Singapore’s national history is made up of “man begot man begot man” genealogies. We’ve already Found so many fathers and are constantly in search for more; it’s terribly boring. What’s interesting, however, is the fact that built into my computer is a library of various international voices, ranging from “Daniel” (UK English), to Mei Jia (Chinese), to Damayanti (Indonesian). Upon discovering these voices, I felt inspired to give new life to a poem I had written, entitled SG500, about our country’s obsessive control over leadership genealogies from Sir Stamford Raffles and disruptions or “noise” in the historical movement from the colonial to the postcolonial. Distributing SG500’s lines across the different voices performs the hybridity inherent in a single postcolonial person’s psyche, showing sonically the influences of different traditions and rendering conflicting beliefs within oneself more apparent.

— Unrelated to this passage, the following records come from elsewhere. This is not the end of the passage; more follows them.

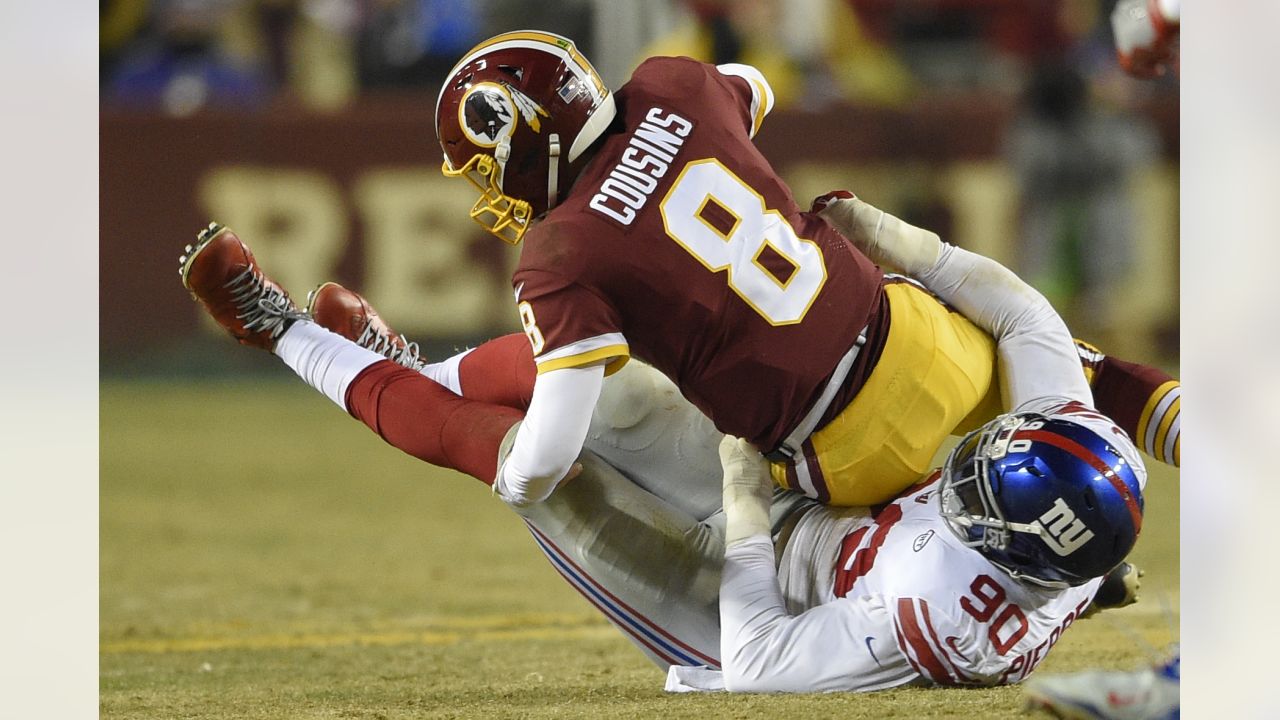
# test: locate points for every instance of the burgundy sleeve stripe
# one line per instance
(1093, 461)
(937, 645)
(920, 647)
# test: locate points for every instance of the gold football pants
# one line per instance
(936, 377)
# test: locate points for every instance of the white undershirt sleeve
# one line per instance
(552, 434)
(1036, 350)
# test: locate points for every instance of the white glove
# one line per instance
(748, 491)
(882, 237)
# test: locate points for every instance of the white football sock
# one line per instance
(324, 360)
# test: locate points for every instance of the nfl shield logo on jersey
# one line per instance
(1063, 532)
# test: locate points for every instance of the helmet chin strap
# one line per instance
(552, 171)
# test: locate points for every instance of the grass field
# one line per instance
(265, 556)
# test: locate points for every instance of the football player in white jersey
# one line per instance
(969, 577)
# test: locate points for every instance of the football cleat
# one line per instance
(1151, 693)
(344, 311)
(220, 272)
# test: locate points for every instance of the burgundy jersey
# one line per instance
(680, 245)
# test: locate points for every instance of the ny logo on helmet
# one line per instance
(1063, 532)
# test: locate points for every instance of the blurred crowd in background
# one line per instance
(183, 55)
(1078, 131)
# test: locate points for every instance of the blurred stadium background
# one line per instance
(316, 573)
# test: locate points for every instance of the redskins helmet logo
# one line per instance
(488, 113)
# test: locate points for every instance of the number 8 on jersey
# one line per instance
(754, 228)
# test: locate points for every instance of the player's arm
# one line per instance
(763, 648)
(1037, 354)
(574, 347)
(552, 434)
(750, 91)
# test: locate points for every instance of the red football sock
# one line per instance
(501, 372)
(426, 420)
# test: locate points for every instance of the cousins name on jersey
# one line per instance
(648, 156)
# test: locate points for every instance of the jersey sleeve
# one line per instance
(752, 91)
(567, 324)
(940, 647)
(1037, 352)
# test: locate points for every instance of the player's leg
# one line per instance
(405, 408)
(650, 569)
(639, 409)
(499, 370)
(1144, 401)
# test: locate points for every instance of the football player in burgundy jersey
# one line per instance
(968, 578)
(653, 227)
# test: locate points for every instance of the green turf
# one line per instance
(263, 555)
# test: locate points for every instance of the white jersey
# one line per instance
(904, 601)
(878, 598)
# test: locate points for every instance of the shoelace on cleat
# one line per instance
(382, 343)
(260, 308)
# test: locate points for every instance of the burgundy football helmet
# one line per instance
(515, 117)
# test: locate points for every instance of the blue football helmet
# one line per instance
(1051, 499)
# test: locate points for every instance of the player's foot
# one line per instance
(346, 313)
(1151, 693)
(1119, 587)
(222, 274)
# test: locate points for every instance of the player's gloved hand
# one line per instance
(1146, 37)
(748, 491)
(882, 237)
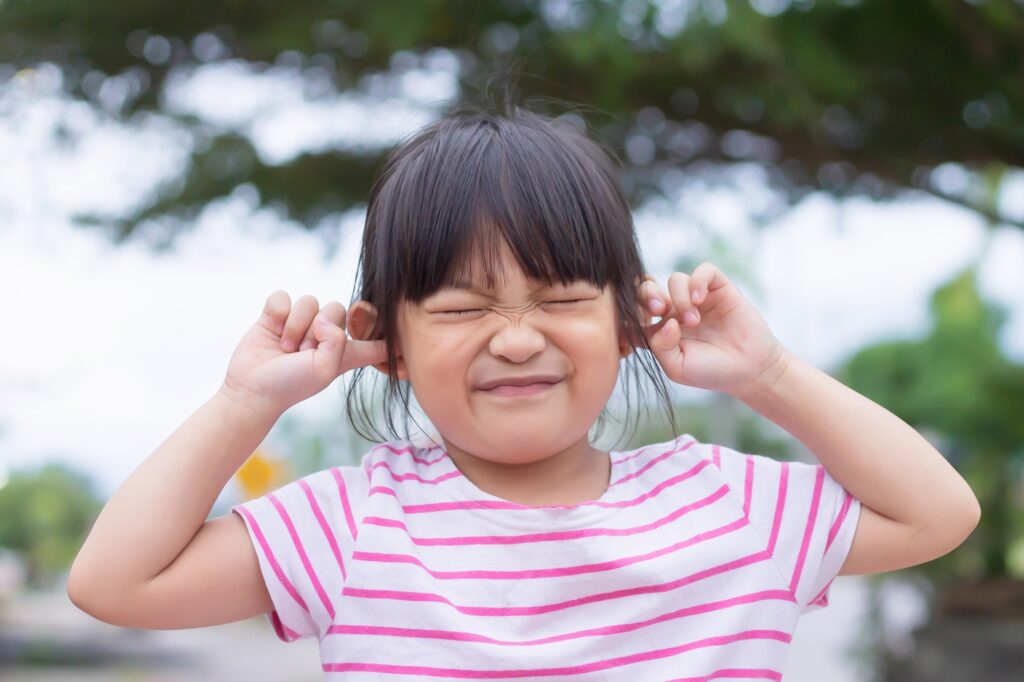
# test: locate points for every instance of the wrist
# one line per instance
(765, 383)
(243, 406)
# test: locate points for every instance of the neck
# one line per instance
(577, 474)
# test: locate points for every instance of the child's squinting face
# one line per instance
(456, 340)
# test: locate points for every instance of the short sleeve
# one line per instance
(304, 534)
(806, 518)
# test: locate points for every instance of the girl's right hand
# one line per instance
(292, 353)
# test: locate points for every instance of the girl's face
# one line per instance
(456, 340)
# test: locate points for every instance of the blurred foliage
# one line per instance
(44, 517)
(955, 386)
(850, 96)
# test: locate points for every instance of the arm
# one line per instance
(152, 559)
(915, 507)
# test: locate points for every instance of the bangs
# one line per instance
(448, 206)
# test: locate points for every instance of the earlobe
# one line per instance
(360, 323)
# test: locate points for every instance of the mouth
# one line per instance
(527, 389)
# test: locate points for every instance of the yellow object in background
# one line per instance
(261, 473)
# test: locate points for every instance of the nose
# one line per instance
(516, 341)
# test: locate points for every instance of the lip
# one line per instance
(527, 389)
(519, 381)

All the while, I as the performer am eating/speaking these voices from the common basis of my body and moving as I do so; the effect is perhaps a kind of defamiliarisation—that my natural voice is insecurely grounded in my body, just one part of my own vocal “library” in the style of Laurie Anderson.

 

I see this video performance as a productive and corporealised variation of the original poem (which lives on a digital page in my writing blog), which puts the ghost of performing in written text in contact with the ghosts of my computer and the ghosts of our historical past.